После часовенки Вильямчик создал свою «Привязанную лодку». Тон картины был словно продубленный, тяжелый, жесткий, розоватая, муаровая полоска озера, раздвоенная узким мысом, холодновато мерцала под облаками, и волглый туман накрывал лодку. Розоватый цвет, собственно, не был ничем обусловлен, и поначалу казалось непонятным, откуда он взялся: картина изображала пасмурное состояние дня. Цвет этот существовал — простирался в пространстве, целиком и полностью по собственному произволу, прихоти, капризу, словно он был не цветом только, а неким предметом, имевшим собственные очертания и способным отделяться от других предметов. Зритель как будто ощущал его твердость, выпуклость и шероховатость: цвет производил на него физическое воздействие. При этом он не только воспринимался как прикосновение некоей материи, но проникал куда-то под черепную коробку, в глубины мозга, болезненно и странно возбуждая серое вещество. От него хотелось избавиться, освободиться, но он обручем сдавливал череп, навязчивый, как кошмар, как искаженный образ больного воображения.

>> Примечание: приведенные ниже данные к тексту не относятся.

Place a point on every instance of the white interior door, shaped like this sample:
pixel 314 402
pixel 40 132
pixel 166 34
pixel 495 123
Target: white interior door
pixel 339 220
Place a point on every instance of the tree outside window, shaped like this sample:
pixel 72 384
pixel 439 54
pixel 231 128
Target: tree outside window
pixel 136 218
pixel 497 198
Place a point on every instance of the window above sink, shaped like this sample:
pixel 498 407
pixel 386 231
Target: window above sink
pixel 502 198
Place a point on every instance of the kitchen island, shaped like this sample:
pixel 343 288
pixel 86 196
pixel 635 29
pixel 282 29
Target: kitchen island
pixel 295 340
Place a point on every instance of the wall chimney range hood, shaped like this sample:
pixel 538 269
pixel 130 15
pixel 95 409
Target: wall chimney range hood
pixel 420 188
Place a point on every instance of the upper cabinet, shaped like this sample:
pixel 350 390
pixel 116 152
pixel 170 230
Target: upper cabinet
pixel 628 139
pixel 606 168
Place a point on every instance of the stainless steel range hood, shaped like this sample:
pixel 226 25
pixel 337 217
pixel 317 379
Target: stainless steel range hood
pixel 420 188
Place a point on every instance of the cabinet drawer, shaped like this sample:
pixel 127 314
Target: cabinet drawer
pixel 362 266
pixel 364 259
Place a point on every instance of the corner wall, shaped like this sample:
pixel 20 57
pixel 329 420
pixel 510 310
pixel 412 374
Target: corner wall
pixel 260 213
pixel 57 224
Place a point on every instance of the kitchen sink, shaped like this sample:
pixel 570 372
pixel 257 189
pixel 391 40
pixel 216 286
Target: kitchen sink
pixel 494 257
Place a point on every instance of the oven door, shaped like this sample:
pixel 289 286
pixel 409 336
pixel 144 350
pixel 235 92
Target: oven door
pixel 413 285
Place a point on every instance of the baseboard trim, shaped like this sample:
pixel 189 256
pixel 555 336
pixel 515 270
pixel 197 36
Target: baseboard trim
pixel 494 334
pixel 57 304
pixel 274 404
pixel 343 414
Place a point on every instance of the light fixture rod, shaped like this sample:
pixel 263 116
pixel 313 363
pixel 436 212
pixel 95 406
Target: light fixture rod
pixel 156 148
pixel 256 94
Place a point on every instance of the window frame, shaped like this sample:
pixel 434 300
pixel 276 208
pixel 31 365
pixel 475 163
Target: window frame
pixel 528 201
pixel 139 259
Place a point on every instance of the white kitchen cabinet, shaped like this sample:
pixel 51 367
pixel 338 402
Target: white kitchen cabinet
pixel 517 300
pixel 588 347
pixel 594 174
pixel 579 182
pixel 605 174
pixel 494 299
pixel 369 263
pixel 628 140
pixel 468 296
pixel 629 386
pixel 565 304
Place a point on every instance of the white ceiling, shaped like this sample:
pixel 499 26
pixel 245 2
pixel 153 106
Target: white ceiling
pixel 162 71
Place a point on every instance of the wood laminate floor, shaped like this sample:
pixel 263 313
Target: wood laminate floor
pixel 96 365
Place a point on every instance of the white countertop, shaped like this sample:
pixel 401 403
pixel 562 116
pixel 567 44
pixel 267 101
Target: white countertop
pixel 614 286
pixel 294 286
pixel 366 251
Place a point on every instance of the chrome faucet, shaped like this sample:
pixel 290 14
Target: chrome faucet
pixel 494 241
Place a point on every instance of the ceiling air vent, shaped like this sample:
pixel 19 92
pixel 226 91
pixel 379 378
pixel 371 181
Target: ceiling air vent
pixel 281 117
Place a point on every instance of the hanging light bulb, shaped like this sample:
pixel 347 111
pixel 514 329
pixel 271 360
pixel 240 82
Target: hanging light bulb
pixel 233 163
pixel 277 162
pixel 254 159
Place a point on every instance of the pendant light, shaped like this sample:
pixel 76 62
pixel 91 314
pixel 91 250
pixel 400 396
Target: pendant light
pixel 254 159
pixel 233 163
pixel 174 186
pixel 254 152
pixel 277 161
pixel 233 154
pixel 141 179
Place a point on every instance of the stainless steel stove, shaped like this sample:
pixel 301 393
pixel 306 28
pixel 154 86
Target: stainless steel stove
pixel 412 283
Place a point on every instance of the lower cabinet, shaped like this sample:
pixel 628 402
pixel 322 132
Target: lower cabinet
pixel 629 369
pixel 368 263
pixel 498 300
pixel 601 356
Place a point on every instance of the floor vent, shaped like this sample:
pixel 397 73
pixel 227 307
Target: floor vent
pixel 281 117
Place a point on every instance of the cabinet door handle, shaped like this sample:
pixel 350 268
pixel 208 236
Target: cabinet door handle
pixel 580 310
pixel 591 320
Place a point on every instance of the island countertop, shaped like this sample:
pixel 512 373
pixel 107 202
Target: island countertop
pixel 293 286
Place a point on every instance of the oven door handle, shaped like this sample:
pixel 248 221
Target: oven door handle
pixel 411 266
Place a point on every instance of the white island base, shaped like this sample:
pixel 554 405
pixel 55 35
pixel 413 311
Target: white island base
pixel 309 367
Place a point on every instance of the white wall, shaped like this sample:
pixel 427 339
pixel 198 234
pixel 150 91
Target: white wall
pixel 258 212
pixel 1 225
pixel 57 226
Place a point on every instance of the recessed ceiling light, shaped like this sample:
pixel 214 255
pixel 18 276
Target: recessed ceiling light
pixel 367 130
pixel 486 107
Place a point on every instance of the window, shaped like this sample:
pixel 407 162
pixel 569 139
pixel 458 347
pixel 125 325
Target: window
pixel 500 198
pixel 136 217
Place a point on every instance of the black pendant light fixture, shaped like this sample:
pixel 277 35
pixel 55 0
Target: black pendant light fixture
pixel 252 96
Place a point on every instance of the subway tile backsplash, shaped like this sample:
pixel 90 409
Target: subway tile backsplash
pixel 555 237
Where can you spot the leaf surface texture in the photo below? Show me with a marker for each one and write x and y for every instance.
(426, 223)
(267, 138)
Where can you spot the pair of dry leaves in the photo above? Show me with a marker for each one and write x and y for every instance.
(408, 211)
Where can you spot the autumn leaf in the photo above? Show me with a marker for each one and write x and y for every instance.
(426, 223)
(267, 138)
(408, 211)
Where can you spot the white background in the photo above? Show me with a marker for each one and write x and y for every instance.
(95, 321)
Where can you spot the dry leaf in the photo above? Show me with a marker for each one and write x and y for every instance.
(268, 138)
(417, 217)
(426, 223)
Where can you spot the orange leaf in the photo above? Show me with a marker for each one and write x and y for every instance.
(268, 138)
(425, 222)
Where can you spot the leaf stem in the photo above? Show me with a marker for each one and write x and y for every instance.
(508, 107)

И я помешался на муаровых бликах «Привязанной лодки». Расплывчатая, туманная, ускользающая мысль мелькнула в моем сознании, чтобы впоследствии приобрести более явственные контуры: бедный ценитель изящного, он мнит себя свободным в своей непричастности творчеству, упивается этой свободой, хотя на самом деле он раб галерный, прикованный цепью к веслам. Наслаждение искусством для него приманка, наживка, которую он заглатывает, чтобы быть пойманным. Острие крючка пронзает жабры, и вот он, вырванный из илистых глубин окунек, трепещет, блестя чешуей на солнце!

Окунек, похожий на тех, которых Вильямчик ловил в наших заводях, — теперь он и меня поймал! Искусством нельзя по-эстетски наслаждаться, искусство нельзя беспристрастно оценивать. Тот, кто называет себя эстетом, не в наслаждениях купается, а сводит мучительные счеты с жизнью. О, наше русское эстетство, оно тоже сродни идиосинкразии — его бы лечить, лечить…

Впрочем, поздно, не вылечишь.

Этой мысли я не мог противиться, она захватывала меня, овладевала мною, ведь я сам был ее красноречивым подтверждением. В этом окончательно убедило меня появление следующих картин северного цикла — «Монастырского двора» и «Валунов».

…На монастырскую гору мы взбирались долго, солнце блестело на мокрых от дождя березах, красный голыш придавал мелкому ручью цвет сидра. Березы, ручей, голыш — они обещали нам что-то, и мы приготовились. Да, да, когда мы, наконец, поднялись на вершину, то сразу обнаружили точку, которой было суждено столь странным образом воздействовать на наше воображение, — точку голубизны, сиявшей в просвете монастырского леса. Голубизна эта отражением лежала на каменных плитах двора, словно на дне бассейна, но там ее происхождение было бы понятно — толща воды, здесь же лишь воздух…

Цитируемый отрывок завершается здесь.